The assault was ordered to take place on the 27th. The English grenadiers took the lead, supported by a hundred French officers and volunteers. The enemy were dislodged from the covered way and the two forts which guarded the breach on each side. The assailants entered the breach, but they were not sufficiently supported. The Irish rallied. They returned to the charge, helped by the women, who pelted the besiegers with stones, broken bottles, and such other missiles as came readily to hand. A Brandenburg regiment having assailed and taken the Black Battery, it was blown up by an explosion, which killed many of the men. In fine, the assault was vigorously repulsed; and William's troops retreated to the main body, with a loss of six hundred men killed on the spot and as many mortally wounded.
Rapin was severely wounded. A musket shot hit him in the shoulder, and completely disabled him. His brother Solomon was also wounded. His younger brother fell dead by his side. They belonged to the "forlorn hope," and were volunteers in the assault on the breach. Rapin was raised to the rank of captain.

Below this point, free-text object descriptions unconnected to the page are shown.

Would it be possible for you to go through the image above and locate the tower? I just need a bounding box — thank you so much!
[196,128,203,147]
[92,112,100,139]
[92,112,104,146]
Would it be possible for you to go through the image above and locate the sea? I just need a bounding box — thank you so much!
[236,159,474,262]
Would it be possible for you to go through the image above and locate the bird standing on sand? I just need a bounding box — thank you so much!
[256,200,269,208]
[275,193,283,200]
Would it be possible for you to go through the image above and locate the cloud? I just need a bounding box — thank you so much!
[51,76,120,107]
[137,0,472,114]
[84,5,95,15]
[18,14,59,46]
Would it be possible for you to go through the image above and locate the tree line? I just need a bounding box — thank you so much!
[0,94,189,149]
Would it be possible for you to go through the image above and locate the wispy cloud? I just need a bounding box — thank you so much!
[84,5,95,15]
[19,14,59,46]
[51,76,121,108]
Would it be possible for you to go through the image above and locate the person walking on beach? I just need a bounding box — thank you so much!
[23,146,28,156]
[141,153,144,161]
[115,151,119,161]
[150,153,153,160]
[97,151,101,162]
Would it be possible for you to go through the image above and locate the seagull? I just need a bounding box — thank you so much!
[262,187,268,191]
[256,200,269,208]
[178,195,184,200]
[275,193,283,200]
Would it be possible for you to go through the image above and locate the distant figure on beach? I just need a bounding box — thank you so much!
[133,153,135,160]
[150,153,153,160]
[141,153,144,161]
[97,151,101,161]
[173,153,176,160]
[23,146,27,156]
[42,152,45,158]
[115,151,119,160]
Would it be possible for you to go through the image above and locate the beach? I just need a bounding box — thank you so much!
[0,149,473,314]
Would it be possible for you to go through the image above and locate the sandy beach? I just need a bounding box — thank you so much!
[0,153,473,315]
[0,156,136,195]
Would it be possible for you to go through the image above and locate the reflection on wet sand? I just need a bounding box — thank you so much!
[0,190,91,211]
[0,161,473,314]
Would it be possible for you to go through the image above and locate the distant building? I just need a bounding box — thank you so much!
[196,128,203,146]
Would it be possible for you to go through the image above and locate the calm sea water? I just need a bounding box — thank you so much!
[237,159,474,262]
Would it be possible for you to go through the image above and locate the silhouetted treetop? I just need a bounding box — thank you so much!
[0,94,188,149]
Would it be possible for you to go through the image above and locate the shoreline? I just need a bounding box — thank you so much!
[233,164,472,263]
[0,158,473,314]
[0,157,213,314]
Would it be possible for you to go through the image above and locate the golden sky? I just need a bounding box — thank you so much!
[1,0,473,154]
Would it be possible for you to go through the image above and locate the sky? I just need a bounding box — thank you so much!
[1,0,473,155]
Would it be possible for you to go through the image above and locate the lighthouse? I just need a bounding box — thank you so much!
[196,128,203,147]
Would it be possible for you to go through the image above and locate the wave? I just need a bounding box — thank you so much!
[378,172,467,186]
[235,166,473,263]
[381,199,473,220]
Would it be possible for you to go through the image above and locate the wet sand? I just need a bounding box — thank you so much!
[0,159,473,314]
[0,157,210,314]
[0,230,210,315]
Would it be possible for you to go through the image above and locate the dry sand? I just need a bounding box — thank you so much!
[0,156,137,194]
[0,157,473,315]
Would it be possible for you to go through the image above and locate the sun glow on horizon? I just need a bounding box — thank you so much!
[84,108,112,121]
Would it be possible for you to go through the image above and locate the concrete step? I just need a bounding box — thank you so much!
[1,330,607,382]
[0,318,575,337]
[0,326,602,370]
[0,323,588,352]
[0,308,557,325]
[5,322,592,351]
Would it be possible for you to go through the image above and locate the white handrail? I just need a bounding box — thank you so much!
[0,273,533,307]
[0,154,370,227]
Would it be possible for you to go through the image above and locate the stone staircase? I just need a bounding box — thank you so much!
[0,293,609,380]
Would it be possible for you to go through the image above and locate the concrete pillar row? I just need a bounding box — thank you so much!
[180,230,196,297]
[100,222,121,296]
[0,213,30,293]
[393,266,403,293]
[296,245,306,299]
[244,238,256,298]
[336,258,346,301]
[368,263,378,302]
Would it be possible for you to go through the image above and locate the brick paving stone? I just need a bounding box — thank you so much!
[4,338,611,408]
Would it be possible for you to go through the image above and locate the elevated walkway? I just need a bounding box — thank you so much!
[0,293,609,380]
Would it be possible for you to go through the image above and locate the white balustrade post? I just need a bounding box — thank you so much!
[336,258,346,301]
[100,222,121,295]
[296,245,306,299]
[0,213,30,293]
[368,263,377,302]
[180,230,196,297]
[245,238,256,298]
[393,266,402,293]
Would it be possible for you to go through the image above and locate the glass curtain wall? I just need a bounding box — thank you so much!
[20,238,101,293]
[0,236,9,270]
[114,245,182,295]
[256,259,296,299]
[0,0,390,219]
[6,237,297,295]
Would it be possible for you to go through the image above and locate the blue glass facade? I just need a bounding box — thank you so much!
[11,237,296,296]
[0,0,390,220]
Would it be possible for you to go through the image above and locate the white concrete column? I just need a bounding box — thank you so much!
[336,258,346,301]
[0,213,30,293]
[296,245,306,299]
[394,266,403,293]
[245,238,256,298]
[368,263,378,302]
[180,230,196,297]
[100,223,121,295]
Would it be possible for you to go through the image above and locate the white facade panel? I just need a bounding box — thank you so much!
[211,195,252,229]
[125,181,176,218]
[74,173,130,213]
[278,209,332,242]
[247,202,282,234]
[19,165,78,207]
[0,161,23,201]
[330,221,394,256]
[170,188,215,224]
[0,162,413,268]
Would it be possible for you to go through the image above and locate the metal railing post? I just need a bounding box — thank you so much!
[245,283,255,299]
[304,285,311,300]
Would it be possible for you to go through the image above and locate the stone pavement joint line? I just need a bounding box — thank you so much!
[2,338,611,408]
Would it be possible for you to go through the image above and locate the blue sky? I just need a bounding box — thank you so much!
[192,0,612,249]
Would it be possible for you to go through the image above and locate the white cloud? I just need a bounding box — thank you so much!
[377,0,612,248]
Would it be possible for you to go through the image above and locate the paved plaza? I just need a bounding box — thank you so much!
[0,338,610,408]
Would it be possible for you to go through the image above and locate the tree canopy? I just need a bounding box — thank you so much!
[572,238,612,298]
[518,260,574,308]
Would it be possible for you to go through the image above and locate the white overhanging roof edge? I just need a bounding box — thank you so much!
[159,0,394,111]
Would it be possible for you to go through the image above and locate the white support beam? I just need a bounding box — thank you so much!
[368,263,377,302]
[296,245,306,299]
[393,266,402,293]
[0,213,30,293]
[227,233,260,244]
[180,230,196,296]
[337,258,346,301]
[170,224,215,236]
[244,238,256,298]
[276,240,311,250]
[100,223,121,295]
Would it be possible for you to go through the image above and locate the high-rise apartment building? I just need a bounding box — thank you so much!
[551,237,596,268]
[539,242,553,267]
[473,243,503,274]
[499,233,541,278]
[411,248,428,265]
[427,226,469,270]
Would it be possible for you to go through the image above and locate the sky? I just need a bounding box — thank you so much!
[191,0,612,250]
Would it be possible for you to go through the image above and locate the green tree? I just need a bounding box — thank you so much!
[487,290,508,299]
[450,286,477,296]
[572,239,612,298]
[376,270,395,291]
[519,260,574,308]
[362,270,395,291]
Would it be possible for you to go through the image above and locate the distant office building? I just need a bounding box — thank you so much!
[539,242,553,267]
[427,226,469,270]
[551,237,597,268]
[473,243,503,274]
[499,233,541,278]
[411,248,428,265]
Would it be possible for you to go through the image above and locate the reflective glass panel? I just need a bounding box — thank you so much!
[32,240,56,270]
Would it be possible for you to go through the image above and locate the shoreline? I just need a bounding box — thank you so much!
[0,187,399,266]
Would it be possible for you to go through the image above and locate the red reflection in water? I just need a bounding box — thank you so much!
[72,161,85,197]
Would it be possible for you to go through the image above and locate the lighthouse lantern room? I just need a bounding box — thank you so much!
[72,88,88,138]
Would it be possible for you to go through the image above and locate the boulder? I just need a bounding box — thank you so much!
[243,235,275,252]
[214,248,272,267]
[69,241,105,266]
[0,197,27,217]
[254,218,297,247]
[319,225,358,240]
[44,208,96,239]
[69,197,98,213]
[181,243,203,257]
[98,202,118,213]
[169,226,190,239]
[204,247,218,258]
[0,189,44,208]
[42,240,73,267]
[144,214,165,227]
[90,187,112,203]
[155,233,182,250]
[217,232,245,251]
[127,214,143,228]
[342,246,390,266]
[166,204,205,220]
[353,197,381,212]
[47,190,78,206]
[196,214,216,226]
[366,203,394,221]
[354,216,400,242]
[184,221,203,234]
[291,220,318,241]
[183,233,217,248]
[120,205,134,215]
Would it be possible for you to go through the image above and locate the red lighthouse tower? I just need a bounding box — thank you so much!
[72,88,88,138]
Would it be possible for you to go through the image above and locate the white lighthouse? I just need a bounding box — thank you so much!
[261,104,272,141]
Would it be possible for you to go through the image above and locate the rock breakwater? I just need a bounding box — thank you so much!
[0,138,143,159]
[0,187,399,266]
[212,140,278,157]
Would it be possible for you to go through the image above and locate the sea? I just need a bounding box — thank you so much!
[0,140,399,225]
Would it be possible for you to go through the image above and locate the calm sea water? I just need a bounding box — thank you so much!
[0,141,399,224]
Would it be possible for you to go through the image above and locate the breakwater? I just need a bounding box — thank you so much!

The siege of Limerick was at once raised. The heavy baggage and cannon were sent away on the 30th of August, and the next day the army decamped and marched towards Clonmel. The King intrusted the command of his army to Lieutenant-General Ginckel, and set sail for England from Duncannon Fort, near Waterford, on the 5th of September.
The campaign was not yet over. The Earl of Marlborough landed near Cork with four thousand men. Reinforced by four thousand Danes and French Huguenots, he shortly succeeded in taking the fortified towns of Cork and Kinsale. After garrisoning these places the Earl returned to England.
General Ginckel went into winter quarters at Mullingar, in Westmeath. The French troops, under command of Count Lauzun, went into Galway. Lauzun shortly after returned to France, and St. Ruth was sent over to take command of the French and Irish army. But they hung about Galway doing nothing. In the meantime Ginckel was carefully preparing for the renewal of the campaign. He was reinforced by an excellent body of troops from Scotland, commanded by General Mackay. He was also well supplied, through the vigilance of William, with all the necessaries of war.
Rapin's friend, Colonel Lord Douglas, pressed him to accompany him to Flanders as his aide-de-camp; but the wound in his shoulder still caused him great pain, and he was forced to decline the appointment. Strange to say, his uncle Pélisson—the converter, or rather the buyer, of so many Romish converts in France—sent him a present of fifty pistoles through his cousin M. de la Bastide, which consoled him greatly during his recovery.
General Ginckel broke up his camp at Mullingar at the beginning of June, and marched towards Athlone. The Irish had assembled a considerable army at Ballymore, about midway between Mullingar and Athlone. They had also built a fort there, and intended to dispute the passage of Ginckel's army. A sharp engagement took place when his forces came up. The Irish were defeated, with the loss of over a thousand prisoners and all their baggage.
Ginckel then appeared before Athlone, but the second resistance of the besieged was much less successful than the first. St. Ruth, the French general, treated the Irish officers and soldiers under his command with supercilious contempt. He admitted none of their officers into his councils. He was as ignorant of the army which he commanded as of the country which he occupied. Nor was he a great general. He had been principally occupied in France in hunting and hanging the poor Protestants of Dauphiny and the Cevennes. He had never fought a pitched battle; and his incapacity led to the defeat of the Irish at Athlone, and afterwards at Aughrim.
St. Ruth treated his English adversaries with as much contempt as he did his Irish followers. When he heard that the English were about to cross the Shannon, he said "it was impossible for them to take the town, and be so near with an army to succour it." He added that he would give a thousand louis if they durst attempt it. To which Sarsfield retorted, "Spare your money and mind your business; for I know that no enterprise is too difficult for British courage to attempt."
Ginckel took possession of the English town after some resistance, when the Irish army retreated to the other side of the Shannon. Batteries were planted, pontoons were brought up, and the siege began with vigour. Ginckel attempted to get possession of the bridge. One of the arches was broken down, on the Connaught side of the river. Under cover of a heavy fire, a party of Ginckel's men succeeded in raising a plank-work for the purpose of spanning the broken arch. The work was nearly completed, when a sergeant and ten bold Scots belonging to Maxwell's Brigade on the Irish side, pushed on to the bridge; but they were all slain. A second brave party was more successful than the first. They succeeded in throwing all the planks and beams into the river, only two men escaping with their lives.